Fairy tales have been an integral part of the animation genre ever since its inception, as the very first full-length animated movie, 1937’s Snow White and the Seven Dwarfs, was based on a well-known Brothers Grimm tale. Movie theaters have been flooded with adaptations of other fairy tales in the years since, with the following five standing as the best that the genre has to offer:
Disney’s 50th animated release, Tangled actually marks the first time that the Brothers Grimm’s classic fairy tale has been adapted into a full-length feature. The original story was first published in 1812 under the title Rapunzel, which is what the Disney version was also going to be called before it was changed to Tangled. Both the original story and the animated film share a basic premise – a young girl with long, flowing hair is held in an isolated tower by an evil witch – but the similarities end there. Disney’s take on the material involves plenty of adventure and comic relief, while the Brothers Grimm offer up a typically bleak tale in which Rapunzel rarely leaves the tower and her love interest is blinded by a witch.
Though it lampoons a number of different fairy tales, Shrek actually started out as a fairy tale itself. In 1990, William Steig, a prolific but obscure novelist in his 80s, published a 32-page children’s book called Shrek!, which tells the story of a feared ogre who finds love after leaving his home for the very first time. And while the movie replicates the book’s basic storyline, the filmmakers at DreamWorks Animation have essentially used the premise as a jumping-off point for a satire of the fairy tale genre’s various conventions and clichés.

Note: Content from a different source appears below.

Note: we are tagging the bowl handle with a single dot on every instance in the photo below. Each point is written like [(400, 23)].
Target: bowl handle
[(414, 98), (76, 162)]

3. 'The Little Mermaid' (1989)
The Little Mermaid holds a special place in the hearts of most animation buffs, as the film marked the beginning of Disney’s fabled renaissance that resulted in modern classics like 1992’s Aladdin and 1994’s The Lion King. The movie is based on Hans Christian Andersen’s 1837 fairy tale, and the filmmakers stick quite closely to the source material – up to a point. In the movie, Ariel is permanently changed into a human by Triton and she lives happily ever after with Prince Eric. In Andersen’s dark tale, however, the Little Mermaid dies after the Prince marries the Princess he believes saved his life (although it was actually the Little Mermaid that saved him).
4. 'Beauty and the Beast' (1991)
Released in 1991, Beauty and the Beast remains one of Disney’s most cherished and successful fairy-tale adaptations. The original story was written in 1740 by a French author named Gabrielle-Suzanne Barbot de Villeneuve and basically follows the same storyline laid out in Disney’s versions, although there are a few changes here and there. Perhaps the biggest change between the two stories is the fact that Belle is an only child in Disney’s adaptation, as the character, in the original tale, has a pair of evil sisters who trick Belle into staying away from Beast for one day longer than she had promised – which, Belle’s siblings hope, will make Beast so angry with Belle that he’ll eat her alive.

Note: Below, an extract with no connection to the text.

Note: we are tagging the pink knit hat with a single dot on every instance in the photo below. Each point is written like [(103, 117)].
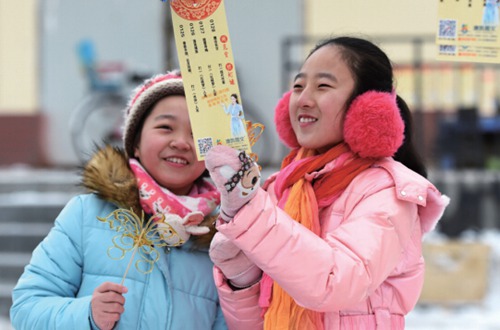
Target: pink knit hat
[(143, 98), (373, 127)]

5. 'Snow White and the Seven Dwarfs' (1937)
As Disney’s first animated film, Snow White and the Seven Dwarfs instantly created the fairy-tale mold that many of the studio’s films have followed in the decades since its release. The movie is based on a German story that was eventually popularized by the Brothers Grimm, and unlike many adaptations of Brothers Grimm works, Snow White and the Seven Dwarfs retains many of the plot twists and characters found in its literary inspiration. The biggest difference between the two stories involves the poisoned apple that Snow White inadvertently eats, which, in the original story, is eventually dislodged and that’s how Snow White wakes up from her deep sleep. (In the movie, of course, it’s a kiss from the Prince that awakens Snow White.)